The appointment of an arbitrator takes place on the basis of an arbitration clause contained in the agreement of the parties with the obvious purpose of adjudicating disputes that may arise between them and be referred to arbitration before him. However, in order for a dispute to be referred to arbitration, it is necessary that there should be a demand and then a rejection or disagreement between the parties, in order for the dispute to be crystallized. Other issues arising after specific disputes have been referred to arbitration may not be adjudicated, even if they are in any way related to the referred disputes.
Therefore, if an arbitrator has been appointed and the claimant’s statement of claim has been filed, it is not permissible for the respondent to file a counterclaim and raise new claims, which have not been crystallized, as disputes of the parties before, as well as prior to the issuance of the referral notice. Τhis could happen especially, when the claimant has clarified that he will not accept and consent to the extension of the arbitrator’s jurisdiction in any way or in any matter beyond the disputes he himself has referred to arbitration. Without the claimant’s consent to an extension of the arbitrator’s jurisdiction, the arbitrator has no authority to adjudicate any disputes not listed in the referral notice.
Disputes arise after, the demands raised by the claimant are denied by the respondent. The arbitrator is appointed to adjudicate these disputes that have arisen and not any other disputes.
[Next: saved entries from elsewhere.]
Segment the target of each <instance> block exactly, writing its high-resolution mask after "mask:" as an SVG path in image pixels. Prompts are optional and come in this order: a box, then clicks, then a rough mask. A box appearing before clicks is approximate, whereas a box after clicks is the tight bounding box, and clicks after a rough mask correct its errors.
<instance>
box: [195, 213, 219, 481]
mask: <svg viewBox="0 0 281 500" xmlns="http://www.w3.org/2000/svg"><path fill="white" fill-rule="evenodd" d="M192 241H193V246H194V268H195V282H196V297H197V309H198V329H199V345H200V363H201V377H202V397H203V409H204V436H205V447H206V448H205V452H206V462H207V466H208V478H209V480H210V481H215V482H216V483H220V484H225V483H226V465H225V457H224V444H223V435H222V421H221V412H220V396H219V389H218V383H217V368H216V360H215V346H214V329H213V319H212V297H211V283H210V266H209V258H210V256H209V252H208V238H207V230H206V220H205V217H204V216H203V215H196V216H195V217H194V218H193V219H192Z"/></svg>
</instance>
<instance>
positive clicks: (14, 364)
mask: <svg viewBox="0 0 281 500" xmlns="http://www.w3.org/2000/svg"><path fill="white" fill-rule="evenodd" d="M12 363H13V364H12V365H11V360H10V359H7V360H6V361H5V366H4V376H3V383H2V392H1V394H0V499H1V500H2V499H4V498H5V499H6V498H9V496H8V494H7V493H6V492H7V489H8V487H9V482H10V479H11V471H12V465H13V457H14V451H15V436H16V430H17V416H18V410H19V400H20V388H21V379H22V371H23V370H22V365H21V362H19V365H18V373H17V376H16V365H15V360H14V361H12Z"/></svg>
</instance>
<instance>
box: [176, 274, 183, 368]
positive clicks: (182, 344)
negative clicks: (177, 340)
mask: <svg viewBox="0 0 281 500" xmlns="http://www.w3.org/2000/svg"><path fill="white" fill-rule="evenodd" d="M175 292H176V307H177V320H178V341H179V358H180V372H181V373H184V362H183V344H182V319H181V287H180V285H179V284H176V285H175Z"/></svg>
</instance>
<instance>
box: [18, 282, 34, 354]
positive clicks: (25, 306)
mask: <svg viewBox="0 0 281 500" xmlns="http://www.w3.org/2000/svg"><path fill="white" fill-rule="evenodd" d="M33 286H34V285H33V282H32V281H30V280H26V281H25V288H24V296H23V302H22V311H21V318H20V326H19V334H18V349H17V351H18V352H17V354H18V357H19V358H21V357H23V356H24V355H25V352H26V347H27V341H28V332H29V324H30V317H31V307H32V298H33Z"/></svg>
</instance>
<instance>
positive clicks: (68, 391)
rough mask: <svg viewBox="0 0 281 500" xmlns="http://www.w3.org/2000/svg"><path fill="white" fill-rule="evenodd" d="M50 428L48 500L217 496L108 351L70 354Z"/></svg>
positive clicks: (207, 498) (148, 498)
Therefore, it follows that any adjudication of issues that fall outside the disputes that were referred will constitute an excess of the arbitrator’s jurisdiction, misconduct and a reason for removal from his duties, as well as any decision of the arbitrator is open to annulment, at least to the extent that it concerns the subject of the counterclaim which was irregularly filed.
The remedy provided to claimants when a counterclaim is filed for matters not covered by the referral notice, is the submission of an application for the issuance of a decision or order of the arbitrator to struck out and/or set aside the counterclaim, which it was irregularly filed with the defence. The legal basis is provided by the provisions of Article 30 of the Arbitration Law, Cap. 4, which provide that in arbitration the Civil Procedure rules are applied by analogy. Based on Order 19 rule 26, the counterclaim will be considered by the arbitrator as unnecessary, scandalous or tend to prejudice, embarrass or delay the fair trial of the arbitration.
A similar provision is contained in Order 27 rule 3 which provides that the Court, and by analogy the arbitrator, may order any pleading be struck out on the grounds that it discloses no reasonable cause of action or answer, and in any such case or in case of the action or defence being shown by the pleadings to be frivolous or vexatious, may order that it be stayed or dismissed, or judgment to be entered accordingly as may be just. The invocation of the provisions of Order 19 rule 26 and Order 27 rule 3 in the jurisdictional basis of the application shall apply proportionally to the arbitration and the requested remedies of striking out and/or dismissal of the counterclaim by the arbitrator can be attributed.